I always sent for the applications, filled them out halfway and never sent them.  A few years passed, three I think.  I did plays in town.  I fell in love with my husband.  Before we got married I told him I wanted to go to grad school and that it probably meant leaving Colorado.  He was cool with that.  He got a job that was easily transferrable.  We got married and I applied for schools in the fall. 

Fragment:  I’m sitting in the library at CSU on Valentine’s Day.  An e-mail pops up from a professor at Florida State.  “Call me so we can chat about the program, it says.”  I have to leave the library to shout out loud.

My master’s program at FSU was amazing.  After one semester I knew I wanted to get my PhD. 

Fragment:  I’m at Smoky Bones having beer and watching the first night of Monday Night Football.  I’m a few beers in.  The sideline reporter, Lisa Guererro comes on wearing a light purple chiffon dress and heels to interview players on the sideline.  Jesus!  What the hell is wrong here?  She looks ridiculous, like eye-candy.  I rant about it.

 I write a paper about women in sports, particularly focused on football.  I present it at my first conference.  It turns into my thesis on women’s performance in sports.  I apply for the FSU PhD program.  At my faculty’s urging I also apply to UT Austin and UMN. 

Fragment:  I leave Sonja’s office.  I walk outside.  It’s mid-March and fairly freezing.  I have to go somewhere to cry.  I walk behind what I now know is the music building, look across the river and sob.  How can they not want me?  Why did they let me come here?  Maybe this is fate.  We’re not supposed to be here.  I call Scott and tell him about my meeting.  He tells me to turn around and tell them I want the spot and whatever I need to do to get it, I’ll do it.

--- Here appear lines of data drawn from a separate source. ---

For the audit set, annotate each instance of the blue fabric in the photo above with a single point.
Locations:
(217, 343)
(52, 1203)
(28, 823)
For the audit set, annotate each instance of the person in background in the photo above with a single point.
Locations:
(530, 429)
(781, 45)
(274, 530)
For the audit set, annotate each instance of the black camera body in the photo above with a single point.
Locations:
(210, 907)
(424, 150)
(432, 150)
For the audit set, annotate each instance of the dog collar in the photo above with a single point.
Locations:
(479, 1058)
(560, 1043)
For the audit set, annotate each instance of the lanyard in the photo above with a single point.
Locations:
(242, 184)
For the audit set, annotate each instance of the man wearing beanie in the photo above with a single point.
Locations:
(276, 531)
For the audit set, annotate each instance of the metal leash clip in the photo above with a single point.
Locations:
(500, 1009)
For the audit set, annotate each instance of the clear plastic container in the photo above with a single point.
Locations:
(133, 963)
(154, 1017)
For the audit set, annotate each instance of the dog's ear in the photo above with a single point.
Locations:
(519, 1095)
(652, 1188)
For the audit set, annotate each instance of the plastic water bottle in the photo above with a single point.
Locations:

I write Sonja an e-mail.  I want a position in your program, is in essence what the e-mail says.  Three agonizing weeks pass.  I finally get my acceptance letter from UMN.  The PhD program at FSU folds.

Here I am, though.  Two years in and still going.

This blog has a specific purpose.  I’m getting ready to begin work, allbeit preliminary work, on my dissertation.  I’m also reading a book called How to Write Your Dissertation in Fifteen Minutes a Day.  In it she says that writing has to become a way of thinking for you.  You have to do it everyday; a lesson my advisor from FSU also told me.  So, this blog will contain my daily dose of writing.  I’m not sure how interesting it will be for other to read.  It will chronicle….well, definitely my dissertation process.  Who knows what else.  “It’s a mystery really.”